Barrett Christie with the Day of the Dead blanket and the Gnu x Pendleton snowboard

Life in the Pacific Northwest is very, very busy for Barrett. She’s a serious competitor and product developer, as well as a mom. But she recently found a little time to talk to us about the new design.

PWM: I’m sure you’re always looking for inspiration. What initially drew you to Pendleton?

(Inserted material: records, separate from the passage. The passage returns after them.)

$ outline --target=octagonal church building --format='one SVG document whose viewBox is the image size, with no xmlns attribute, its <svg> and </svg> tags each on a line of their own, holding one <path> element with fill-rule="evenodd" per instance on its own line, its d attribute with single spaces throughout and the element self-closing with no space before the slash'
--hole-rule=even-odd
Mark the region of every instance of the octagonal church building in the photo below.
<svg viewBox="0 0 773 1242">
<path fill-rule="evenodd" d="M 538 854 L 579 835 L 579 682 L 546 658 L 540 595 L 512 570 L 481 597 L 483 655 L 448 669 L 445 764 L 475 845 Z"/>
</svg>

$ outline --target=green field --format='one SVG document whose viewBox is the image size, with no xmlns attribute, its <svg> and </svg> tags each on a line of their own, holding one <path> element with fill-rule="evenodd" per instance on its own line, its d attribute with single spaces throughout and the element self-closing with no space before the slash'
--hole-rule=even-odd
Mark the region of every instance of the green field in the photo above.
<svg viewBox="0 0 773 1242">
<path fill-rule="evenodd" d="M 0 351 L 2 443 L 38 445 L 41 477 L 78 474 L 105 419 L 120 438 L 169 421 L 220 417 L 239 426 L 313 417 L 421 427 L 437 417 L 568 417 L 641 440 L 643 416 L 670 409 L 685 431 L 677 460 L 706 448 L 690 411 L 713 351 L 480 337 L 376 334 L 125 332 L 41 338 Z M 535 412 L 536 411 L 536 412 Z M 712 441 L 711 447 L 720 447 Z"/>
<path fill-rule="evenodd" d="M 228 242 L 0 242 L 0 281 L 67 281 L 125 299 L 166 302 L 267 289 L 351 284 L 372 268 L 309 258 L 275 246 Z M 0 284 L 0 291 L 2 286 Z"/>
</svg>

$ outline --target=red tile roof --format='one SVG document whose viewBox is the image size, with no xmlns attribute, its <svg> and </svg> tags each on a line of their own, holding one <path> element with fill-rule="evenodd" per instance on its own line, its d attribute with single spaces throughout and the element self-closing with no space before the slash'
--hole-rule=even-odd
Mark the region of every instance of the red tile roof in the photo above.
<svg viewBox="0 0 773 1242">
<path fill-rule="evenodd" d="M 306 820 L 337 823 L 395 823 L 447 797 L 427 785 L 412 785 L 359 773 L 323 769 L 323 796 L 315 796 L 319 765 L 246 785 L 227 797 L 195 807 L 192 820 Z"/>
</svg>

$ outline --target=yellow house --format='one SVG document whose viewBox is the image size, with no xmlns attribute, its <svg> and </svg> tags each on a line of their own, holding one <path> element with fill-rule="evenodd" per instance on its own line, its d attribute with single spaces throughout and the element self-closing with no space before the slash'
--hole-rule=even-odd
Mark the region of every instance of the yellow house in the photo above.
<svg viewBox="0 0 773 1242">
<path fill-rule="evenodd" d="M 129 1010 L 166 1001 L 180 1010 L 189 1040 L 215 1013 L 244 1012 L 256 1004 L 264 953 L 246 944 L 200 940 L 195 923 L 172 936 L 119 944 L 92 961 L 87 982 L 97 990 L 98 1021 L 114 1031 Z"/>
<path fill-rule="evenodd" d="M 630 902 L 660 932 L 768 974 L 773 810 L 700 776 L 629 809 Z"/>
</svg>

Barrett: My husband I have a collection of Pendleton blankets we’ve won as prizes at the Mt. Baker Slalom. We’ve won a lot of races, so we’ve won a lot of blankets.

PWM: Was Day of the Dead one of the prizes?

Barrett: No, they’re mostly Chief Joseph designs. That’s what I had in mind when I approached your Home division. Bob Christnacht and Jessica Camblin were educating me a little bit more about Pendleton, and I saw the Day of the Dead blanket, and it clicked.

Gnu x Pendleton snowboard

PWM: It’s a great use of the graphics. How has it been received?

Barrett: Everyone loves it. It caused a stir at the shows, and I showed it at the latest X Games.

PWM: How did it ride?

Barrett: Well, the girls were not riding, but they wanted to try it!

PWM: When and where will it be available?

Barrett: It will be ready for our next winter season, which is 2012/2013.

PWM: Any plans for Mervin/GNU and Pendleton in the future?

Barrett: That’s a possibility! You know, the two companies may look a lot different, but we share the same philosophies. Our boards and your blankets are manufactured in the USA with sound environmental policies. That’s really important to us; it’s such a good match.

We agree completely. Thanks, Barrett!